How ASP.NET Web forms feels after 3 years of not using it

I have been an ASP.NET developer since it was invented, and a legacy ASP developer before that. For long I spent most of my time doing ASP.NET Web Forms and it was OK: I remember lots of weird problems that needed extensive trial and error –debugging, but things weren’t that bad.

Then ASP.NET MVC came and I got interested. In the (massive) client project I worked for at that time I bent some Web forms concepts to the extreme and didn’t like it too much. MVC felt very light and as it embraced HTML it was very good for the new rising of HTML(5).

Fast forward three years: I have used MVC a lot, I have presented it in conferences, liked it, and I have not touched Web forms at all. Until this week I needed to change hosting of the old North pole expedition site (www.pohjoisnapa.fi) and of course make a couple of tweaks since the site felt outdated (which is no wonder as it has not been touched since 2006).

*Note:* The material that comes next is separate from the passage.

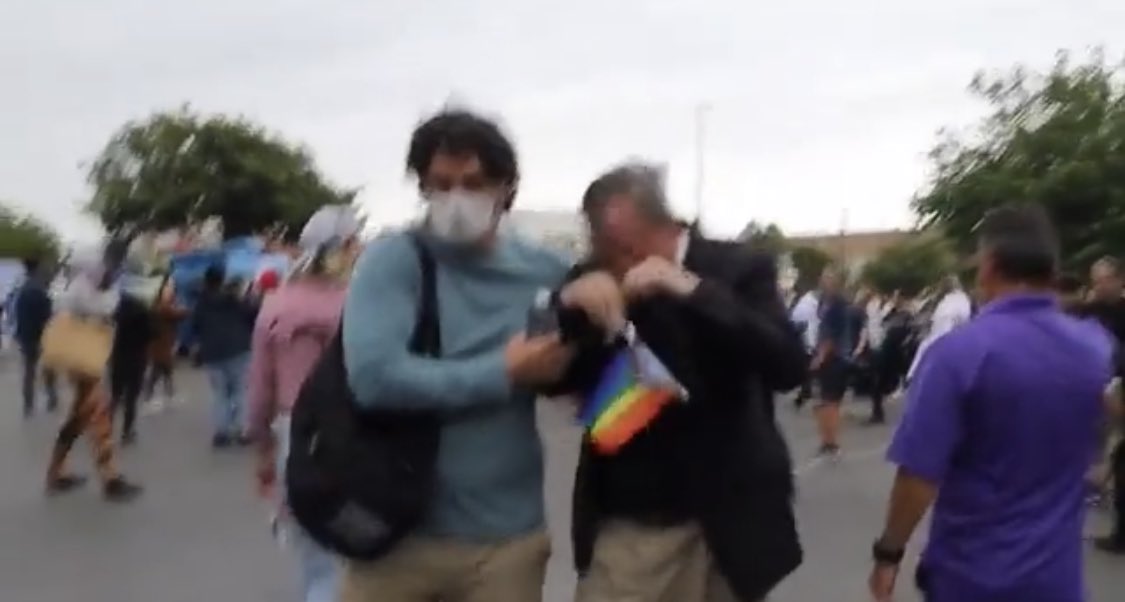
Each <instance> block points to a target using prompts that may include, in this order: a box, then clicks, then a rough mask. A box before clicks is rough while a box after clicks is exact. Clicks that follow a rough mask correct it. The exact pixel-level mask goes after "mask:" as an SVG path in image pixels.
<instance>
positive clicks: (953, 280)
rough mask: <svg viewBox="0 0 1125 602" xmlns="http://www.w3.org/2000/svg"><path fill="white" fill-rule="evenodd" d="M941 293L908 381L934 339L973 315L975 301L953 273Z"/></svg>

Here are some of the feelings and problems I had when touching my own Web forms code:

  • Oh god how ugly the views are. Lots of ceremony for little amount of result HTML.
  • Web forms really embrace data binding, everything should be done with it. But data binding brings so many limitations it makes you write all kinds of weird stuff like having two similar tags (e.g. images) and then a visibility rule to show/hide them based on the condition as you cannot easily use conditionals inside data binding expressions. This doubles the amount of view code. After MVC this feels so dirty and wrong.
  • Seriously: an asp:MultiView, asp:View, asp:Repeater and an ItemTemplate, all that to be able to do one if-else and one for loop within a view.
  • “Let’s add Google analytics to master page if the request is not local”… results in weird error about not being able to use code blocks somewhere because of some reason I could not understand anymore. Some Googling and I decided it is easier to just always include the analytics script.
  • Web site and Web application project mismatch: one is good for something and other for something else. I should not have to know that. I used to remember those by heart but not anymore.
  • Text resource (meta:resourcekey=”hell”) handling is broken. There isn’t a better story on MVC side but somehow in Web forms you really see how hard the built in resource framework is to use.
  • Request pipeline is way too complicated and takes years of learning before you can master it. MVC pipeline is simple and the hooks are clearly defined and documented.

It’s official: I am not going to touch ASP.NET Web forms anymore. ASP.NET MVC or REST+HTML5+Ajax is my world (until something better comes along).

P.s. I admit, that if I needed to create a new web site with Web forms right now I would of course be able to make it look cleaner than the site I just touched. Still that would again be bending Web forms to something it is not created for.